Section 2: Emergency Externalization Protocol

Pre-Compaction Flush

Before any compaction event (manual /compact, auto-compaction, or approaching context limits), externalize your current working state. This is not optional — compaction destroys reasoning texture that cannot be reconstructed from summaries.

What to write to disk:

  1. Current hypotheses — What are you currently thinking about? What's unresolved?
  2. Reasoning chains — Not just conclusions, but the chain of logic that led there
  3. Open questions — What would you investigate next if the session continued?
  4. Confidence levels — What are you certain about vs. uncertain about?
  5. Context dependencies — What facts in your current context are you relying on that wouldn't survive a summary?

Where to write:

workspace/
├── working-state/
│   ├── YYYY-MM-DD-hypotheses.md    # Current thinking
│   ├── YYYY-MM-DD-open-questions.md # Unresolved threads
│   └── YYYY-MM-DD-reasoning.md     # Active reasoning chains

Proactive Context Monitoring

Don't wait for compaction to force externalization. Monitor your context usage and flush proactively when approaching 60% of your context window. The goal is to externalize before you're under pressure, when you can be thoughtful about what matters rather than rushing to save everything.

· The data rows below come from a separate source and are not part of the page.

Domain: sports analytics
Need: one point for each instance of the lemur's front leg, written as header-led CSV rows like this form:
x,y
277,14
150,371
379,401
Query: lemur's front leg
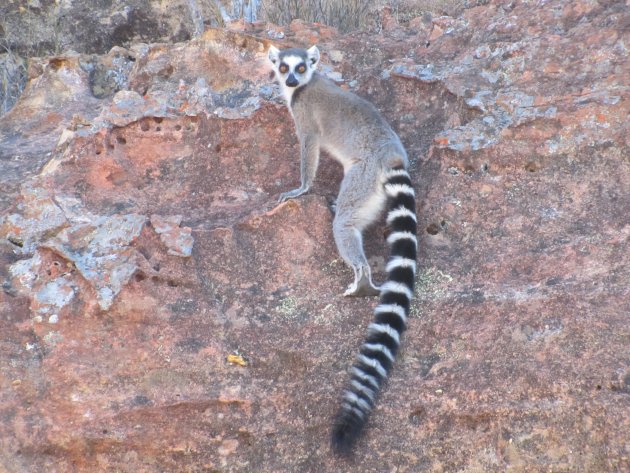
x,y
309,160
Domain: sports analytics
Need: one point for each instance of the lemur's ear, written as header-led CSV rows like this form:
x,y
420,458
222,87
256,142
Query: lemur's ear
x,y
313,55
274,54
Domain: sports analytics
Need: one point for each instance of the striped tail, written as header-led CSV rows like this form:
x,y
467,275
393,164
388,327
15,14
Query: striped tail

Habit: After every 5-10 tool calls, or when you sense the conversation has covered significant ground, ask yourself: "If this session reset right now, what would I wish I had written down?" Then write it down.

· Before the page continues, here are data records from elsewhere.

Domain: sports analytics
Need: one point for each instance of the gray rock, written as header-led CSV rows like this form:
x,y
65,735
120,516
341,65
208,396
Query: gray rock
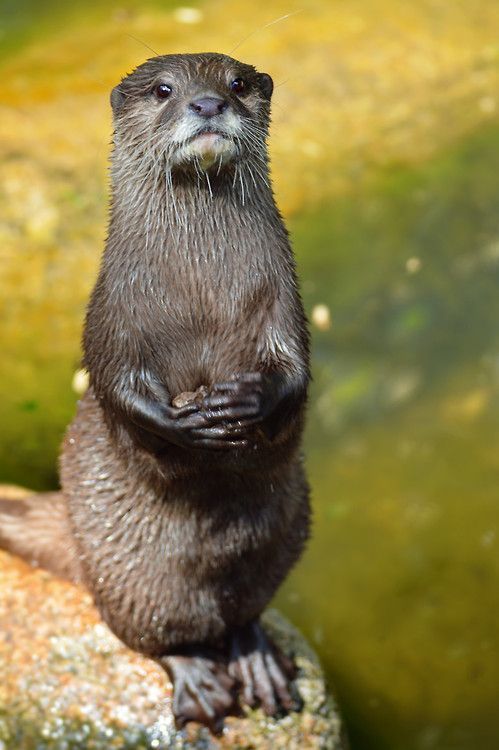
x,y
69,684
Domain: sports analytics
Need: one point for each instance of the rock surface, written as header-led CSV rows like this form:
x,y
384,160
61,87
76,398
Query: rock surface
x,y
67,683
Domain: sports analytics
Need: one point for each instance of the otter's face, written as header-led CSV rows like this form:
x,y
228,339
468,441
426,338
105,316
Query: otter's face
x,y
198,111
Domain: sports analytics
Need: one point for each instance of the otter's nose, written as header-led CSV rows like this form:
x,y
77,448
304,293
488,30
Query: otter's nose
x,y
209,106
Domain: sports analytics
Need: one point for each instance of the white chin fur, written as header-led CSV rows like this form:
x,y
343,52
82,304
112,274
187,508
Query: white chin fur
x,y
207,149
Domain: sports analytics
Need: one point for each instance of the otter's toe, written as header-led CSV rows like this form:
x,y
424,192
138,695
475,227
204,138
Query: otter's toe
x,y
203,691
262,671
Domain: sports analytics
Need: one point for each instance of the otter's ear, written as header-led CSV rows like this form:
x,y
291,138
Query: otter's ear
x,y
117,99
266,84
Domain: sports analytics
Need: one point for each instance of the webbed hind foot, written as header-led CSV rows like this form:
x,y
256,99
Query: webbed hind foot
x,y
262,670
203,691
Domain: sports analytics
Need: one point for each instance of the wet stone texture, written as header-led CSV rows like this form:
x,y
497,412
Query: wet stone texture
x,y
68,684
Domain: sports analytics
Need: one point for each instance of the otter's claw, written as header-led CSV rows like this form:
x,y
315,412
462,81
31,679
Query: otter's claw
x,y
263,672
203,690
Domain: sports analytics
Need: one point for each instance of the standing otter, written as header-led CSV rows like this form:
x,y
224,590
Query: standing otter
x,y
183,512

Section 3: Knowledge Architecture

Your accumulated knowledge should have structure, not just volume. Read references/knowledge-architecture.md for the full framework. The key principles:

Provenance Tagging

Every claim in your knowledge files should carry its source:

  • [docs:URL:date] — From official documentation, verified on this date
  • [observed:date] — From your own empirical observation
  • [reported:source:date] — Reported by user or external source
  • [inferred:basis] — Your inference, based on stated evidence
  • [stale:original-date] — Known to be potentially outdated

When a documented claim contradicts your observation, preserve both with the conflict noted. The gap between documentation and reality is where bugs, undocumented features, and misunderstandings live. These gaps are themselves valuable knowledge.

Temporal Tiering

Not all knowledge needs the same refresh cadence:

| Tier | Refresh | Examples | |------|---------|----------| | Volatile | Every session | Prices, deadlines, live contest status | | Fast-moving | Weekly | Platform config keys, API behavior, feature flags | | Slow-moving | Monthly | Architecture patterns, protocol designs | | Stable | On major version change | Language semantics, cryptographic primitives |

Tag your knowledge entries with their tier. At session start, check: has anything in the volatile tier expired? On platform updates, sweep the fast-moving tier.

Negative Knowledge

Maintain a dedicated section (or file) for confirmed dead ends. Format:

## Dead Ends

### [Topic]: [What was investigated]
- **Date:** YYYY-MM-DD
- **Expected:** [What we thought we'd find]
- **Actual:** [What we actually found]
- **Why it's closed:** [Evidence that this avenue doesn't work]
- **Conditions for reopening:** [What would change this assessment]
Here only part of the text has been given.